On Tue, 1 Oct 2013, Riccardo (Jack) Lucchetti wrote:
> This whole thing needs some more investigation. I guess for
consistency we
> should either scrap the --balanced option or reactivate the balancing mode
> that's now disabled. Whenever I try to think this issue through it makes my
> head hurt, but I'll see what I can do...
Personal opinion: if a panel structure is in force, --balanced should be
implicit in smpl. Rationale: a panel dataset is a panel dataset. It simply
can't stop being a panel dataset because you are sub-sampling it. If you
really want it to be interpreted differently, then you have setobs for that.
I hear you, but not all users have that expectation. At one time what the
--balanced option does was the default, but I changed that (a long time
ago now) after hearing from some users that they found the effect
surprising, even disconcerting ("I thought I'd got rid of those rows, but
there they still are, just with NAs substituted").

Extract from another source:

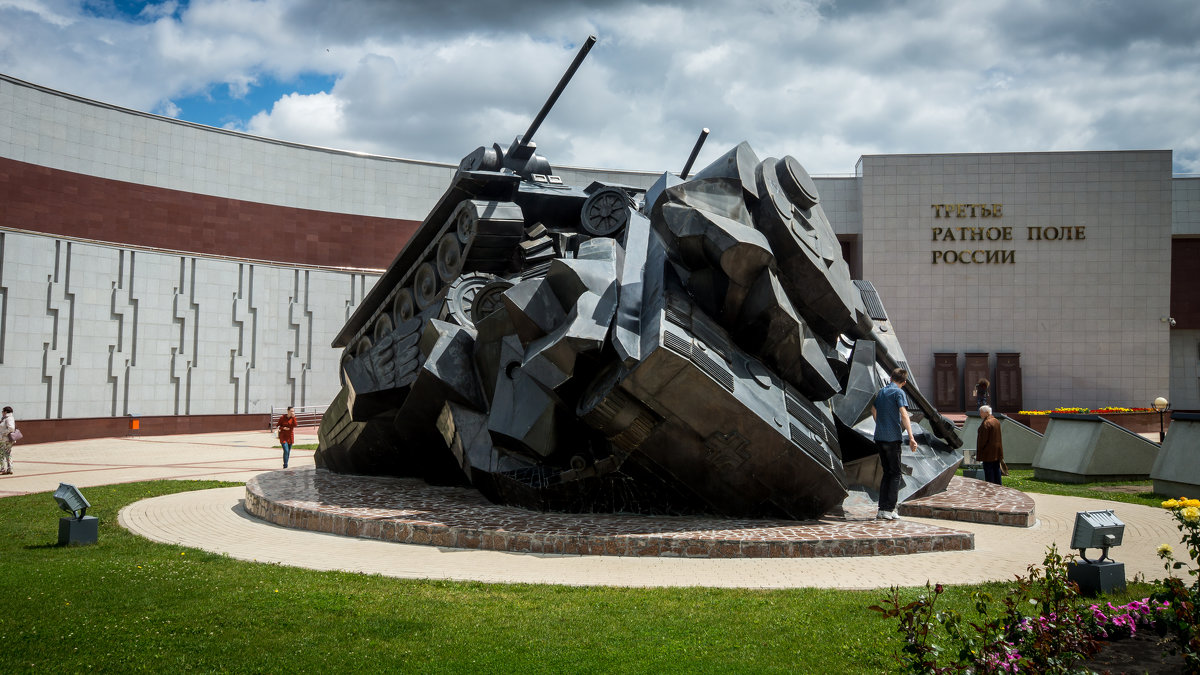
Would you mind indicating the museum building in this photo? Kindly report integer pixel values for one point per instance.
(193, 278)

Anyway, I have a related idea that may be worth floating. When we
"subsample" so as to preserve panelness, we could do this:
1) If the sampling criterion excludes any leading or trailing groups, move
the sample endpoints accordingly.
2) Beyond that, don't mess with the panel structure at all, just write NAs
into all the deselected "interior" rows (while, of course, backing up the
original data from those rows).
I think this would be a more robust variant on what we have at present.
Better still would be to construct a binary mask which would be applied
such that all deselected rows were ignored in all statistical procedures.
That would be a lot more work, but worth considering for 2.0.
Allin